Nadal é claro não desanimou e o ritmo intenso se manteve em todo o segundo set. Que batalha. O espanhol sacou com 4/3, mas outra vez não se sustentou. Pouco depois, saiu de 0-40 e evitou três match-points, e ao menos em um deles Thiem teve chance clara. O austríaco no entanto manteve o foco, algo aliás que tem sido seu ponto forte nestes dois jogos iniciais. Saiu de novo atrás do tie-break, tirou então três serviços do adversário e jamais recuou da tática ofensiva, totalizando 37 winners. Um dos grandes jogos do ano, sem dúvida.

Não menos interessante foi o jogo entre Tsitsipas e Andrey Rublev. O grego começou de forma sufocante, agressivo nas devoluções, preciso na rede. Mas o russo elevou o nível no segundo set. Bem mais consistente na base, também começou a trabalhar melhor com o saque e a pressão sobre o adversário ficou grande.

Rublev teve tudo para ganhar seu primeiro jogo no Finals e se manter vivo por vaga na semi. Fez 0-30 no game imediatamente anterior ao tiebreak derradeiro, pecando por forçar demais uma devolução essencial no 30-iguais. Novamente agressivo, o grego fez 5-2 mas levou a virada diante dos golpes pesadíssimos de Rublev. No match-point, o russo cometeu dupla falta tipicamente nervosa e Tsitsipas agradeceu.

A situação do grupo é simples. Thiem e Rublev jogam amistoso que vale US$ 153 mil e 200 pontos no ranking, Nadal e Tsitsipas lutam pela vaga com vantagem histórica do espanhol de amplos 5 a 1. Curiosamente, a única vitória do grego foi no saibro.
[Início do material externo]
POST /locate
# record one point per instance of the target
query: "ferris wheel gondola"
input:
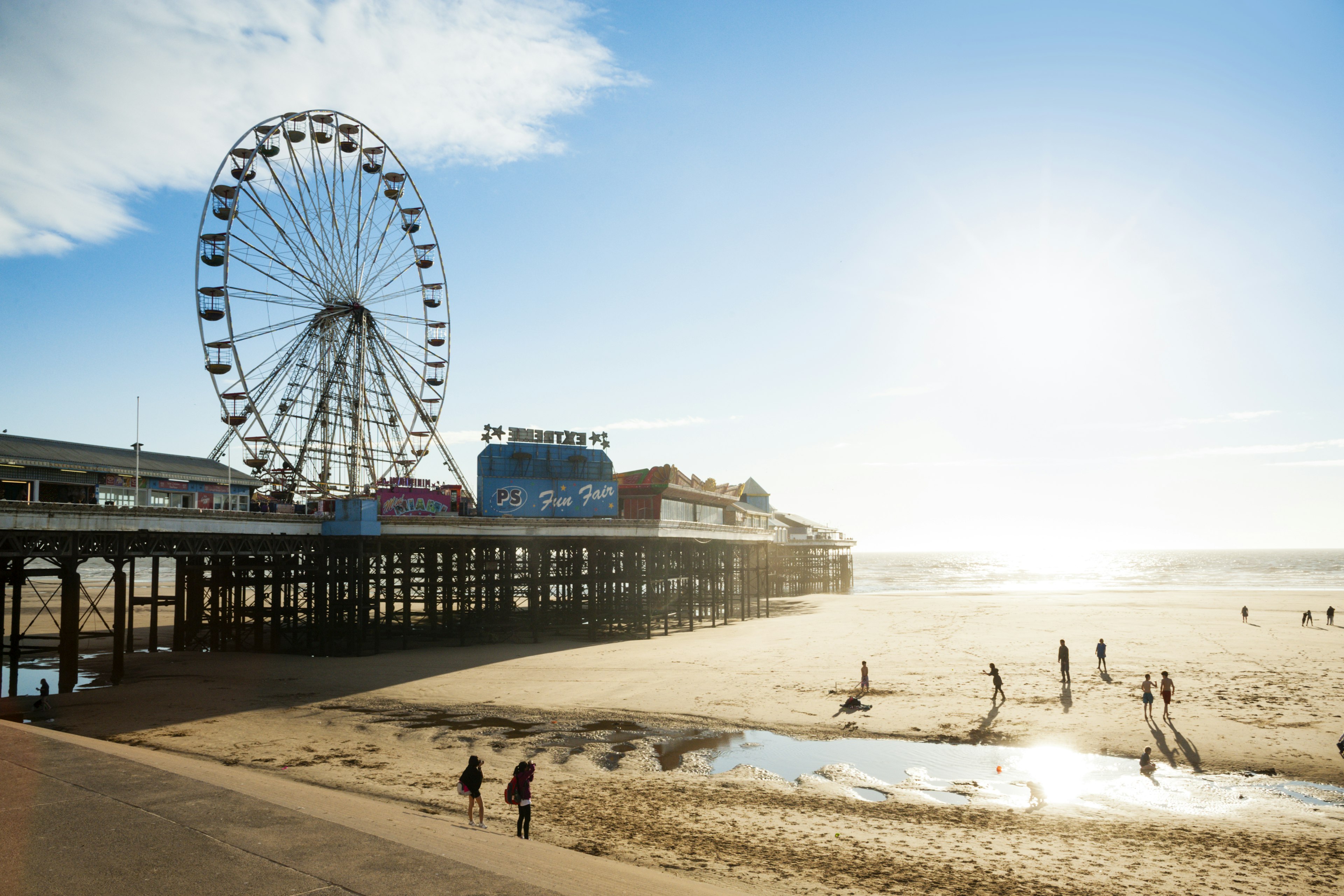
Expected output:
(323, 320)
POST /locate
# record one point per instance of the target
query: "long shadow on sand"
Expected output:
(171, 688)
(1160, 739)
(1186, 747)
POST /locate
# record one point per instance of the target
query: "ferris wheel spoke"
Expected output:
(386, 297)
(298, 276)
(271, 299)
(322, 408)
(382, 241)
(401, 319)
(272, 328)
(335, 242)
(299, 257)
(307, 203)
(292, 398)
(288, 203)
(406, 387)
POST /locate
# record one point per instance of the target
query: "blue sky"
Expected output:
(947, 276)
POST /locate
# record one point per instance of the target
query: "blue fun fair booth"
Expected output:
(538, 480)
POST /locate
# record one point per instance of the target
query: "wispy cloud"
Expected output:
(460, 437)
(132, 96)
(1259, 449)
(908, 390)
(1335, 463)
(1176, 424)
(655, 425)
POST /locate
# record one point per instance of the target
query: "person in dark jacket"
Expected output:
(471, 779)
(523, 789)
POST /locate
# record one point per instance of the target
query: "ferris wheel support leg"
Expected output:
(221, 445)
(452, 465)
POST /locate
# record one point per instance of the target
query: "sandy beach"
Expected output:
(1251, 698)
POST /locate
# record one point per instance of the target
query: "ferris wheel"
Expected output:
(322, 307)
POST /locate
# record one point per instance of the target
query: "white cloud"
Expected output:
(908, 390)
(1261, 449)
(460, 437)
(108, 100)
(655, 425)
(1335, 463)
(1178, 424)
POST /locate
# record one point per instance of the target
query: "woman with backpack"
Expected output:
(519, 793)
(470, 782)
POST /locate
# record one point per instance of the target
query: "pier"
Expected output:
(273, 582)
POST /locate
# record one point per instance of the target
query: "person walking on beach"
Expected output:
(999, 683)
(471, 779)
(521, 789)
(43, 692)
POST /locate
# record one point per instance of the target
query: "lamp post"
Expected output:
(138, 446)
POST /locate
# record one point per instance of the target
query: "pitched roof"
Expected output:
(97, 459)
(753, 489)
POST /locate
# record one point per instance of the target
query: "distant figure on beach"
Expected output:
(43, 692)
(999, 683)
(471, 781)
(521, 790)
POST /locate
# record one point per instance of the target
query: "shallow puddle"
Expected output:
(31, 672)
(1022, 777)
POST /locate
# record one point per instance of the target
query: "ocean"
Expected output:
(1100, 570)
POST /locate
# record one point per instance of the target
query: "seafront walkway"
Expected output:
(81, 816)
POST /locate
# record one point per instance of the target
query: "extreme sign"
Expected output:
(546, 437)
Rafa levou as três no sintético. O duelo mais recente aconteceu na mesma arena O2 de um ano atrás, com eletrizante placar de 6/7, 6/4 e 7/5.

Melo e Kubot dão adeus
A segunda derrota na fase classificatória de Londres, somada à nova vitória da parceria formada por Koolhof e Mektic, decretaram o fim das chances de Marcelo Melo e Lukasz Kubot atingirem a semi do Finals. Em duelo direto, Krawietz/Mies e Ram/Salisbury decidirão na quinta-feira a outra vaga do grupo.

A dupla do mineiro perdeu o serviço três vezes seguidas no set inicial. Reagiu no outro, mas jamais conseguiu um break-point e permitiu que os alemães abrissem diferença importante logo no início do tiebreak.

O fato é que, apesar dos dois troféus conquistados nesta temporada em nível 500, Melo e Kubot tiveram raros bons momentos nos grandes eventos. Venceram apenas dois jogos nos três Grand Slam e três nos três Masters. É bem pouco para a qualidade do dueto. Tomara que não desanimem para 2021.

50 anos do Finals
A partir de 1977, o Finals se fixou em Nova York e encontrou uma casa espetacular, onde desfilaram gênios da raquete: o Madison Square Garden. O bom contrato permitiu mais do que dobrar o prêmio do campeão, que saltou imediatamente de US$ 40 mil para US$ 100 mil, chegando no final a US$ 300 mil. Sobre um veloz tapete, Connors e McEnroe brilharam nos dois primeiros anos, mas a versatilidade deu um bi a Borg e outro a Lendl nas quatro edições seguintes, até que Mac ganhou mais duas vezes. Lendl no entanto foi o grande nome desse período, com mais três troféus (85-87) e um total de nove finais seguidas. Becker e Edberg fecharam o período do Madison. Nas duplas, destaque absoluto para o hepta seguido de McEnroe/Fleming (78-84). Entre 1986 e 89, as duplas foram separadas e sediadas em Londres.